С другой стороны, если предмет преступления, например, деньги или иные ценности, полученные в качестве взятки, все-таки обнаружены у виновного, то для применения конфискации имущества в отношении другого имущества виновного, по смыслу действующего законодательства, нет оснований. Это также, на наш взгляд, является ничем иным, как еще одним парадоксом правоприменительной практики.

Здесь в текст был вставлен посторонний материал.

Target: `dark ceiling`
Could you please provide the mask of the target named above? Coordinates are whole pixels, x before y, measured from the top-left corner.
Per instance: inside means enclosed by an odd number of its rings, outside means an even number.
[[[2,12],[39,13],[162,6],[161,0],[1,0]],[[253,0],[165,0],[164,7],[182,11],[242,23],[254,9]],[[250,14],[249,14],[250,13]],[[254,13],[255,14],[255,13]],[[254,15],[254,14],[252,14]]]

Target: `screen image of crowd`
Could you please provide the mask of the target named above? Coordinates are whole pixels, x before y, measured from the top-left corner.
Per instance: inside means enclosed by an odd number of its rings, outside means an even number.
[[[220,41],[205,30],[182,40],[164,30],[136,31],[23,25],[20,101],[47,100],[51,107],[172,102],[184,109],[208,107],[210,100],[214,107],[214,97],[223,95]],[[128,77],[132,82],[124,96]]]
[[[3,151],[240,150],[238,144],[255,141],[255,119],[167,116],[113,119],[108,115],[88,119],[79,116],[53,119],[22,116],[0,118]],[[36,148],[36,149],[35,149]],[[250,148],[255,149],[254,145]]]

Например, по делу бывшего министра экономического развития России А.В. Улюкаева при расследовании уголовного дела был наложен арест на его имущество в целях обеспечения возможной конфискации имущества. В декабре 2017 года Замоскворецкий суд признал А.В. Улюкаева виновным в получении взятки в сумме 2 млн. долларов от главы «Роснефти» И. И. Сечина. Бывшего руководителя Минэкономразвития приговорили к восьми годам лишения свободы и оштрафовали на 130 млн. руб.[11] Поскольку Улюкаев оплатил штраф, назначенный ему в качестве дополнительного наказания, суд освободил его имущество от ареста. Под арестом находились 10 земельных участков, расположенных преимущественно в Смоленской области, частное домовладение, автомобиль Land Rover, дом в Смоленской области, дом в Москве, монеты из драгметаллов, слиток серебра, часы. На финансовые ресурсы Улюкаева (валютные и рублевые счета на сумму более 67 млн. рублей и 1,3 млн. долл., наличные деньги в размере 250 тыс. долл., а также 200 крон, 280 польских злотых, мексиканские, вьетнамские, австралийские, южноафриканские деньги) также был наложен арест.[12] Таким образом, коррупционер, по сути, сохранил основную часть своего богатства. Этот парадокс едва ли является хорошим примером для профилактики коррупционных преступлений. В глазах населения это выглядит как безнаказанность, как насмешка над принципом справедливости.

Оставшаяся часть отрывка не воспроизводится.